Is it possible to not generate the empty rows (3, 5, 8) in the below call to separate_rows? It's easy to clean up after with a filter() but I'd prefer to just not get these rows in the first place. I could imagine solving this problem with a tidyr::extract_rows, which does not yet exist. Any way to solve it with the current tidy API?
I think this is just a consequence of regex match then split. As you ask for splitting by ; and you have one at the end of each character, the result is an empty character after the split.
the internal split function behind separate_rows is stringi::stri_split_regex that have an omit_empty argument FALSE by default.
As you ask for splitting by ; and you have one at the end of each character, the result is an empty character after the split.
Yeah I guess I should have included that I also tried (\\(contact\\);$|\\(contact\\);|;$|;) in my hopes of swallowing the end-of-line and not getting that empty character after the split, but that does not seem to work.

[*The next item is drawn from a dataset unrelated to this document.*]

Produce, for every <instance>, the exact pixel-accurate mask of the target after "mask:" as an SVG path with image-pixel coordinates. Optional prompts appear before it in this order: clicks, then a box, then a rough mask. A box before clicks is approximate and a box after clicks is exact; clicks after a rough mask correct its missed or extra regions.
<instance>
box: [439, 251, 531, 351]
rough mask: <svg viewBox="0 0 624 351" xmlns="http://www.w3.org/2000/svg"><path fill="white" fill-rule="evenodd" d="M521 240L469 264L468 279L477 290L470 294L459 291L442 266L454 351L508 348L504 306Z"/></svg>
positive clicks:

It's surprising to me that, if the separator includes $, there is still an empty character after the split.
the internal split function behind separate_rows is stringi::stri_split_regex
Thanks for pointing me to the underlying function call; when I used F2 to navigate to the tidyr::separate_rows implementation I just got UseMethod("separate_rows") and decided to give up on code navigation and just ask a question.
Unfortunately none of the three workarounds proposed are satisfactory so I guess I'll file some upstream issues.
you could add optional space in regex \\s?
Indeed I swallow whitespace in my code, but I tried to simplify the reprex to focus on the trailing separator issue.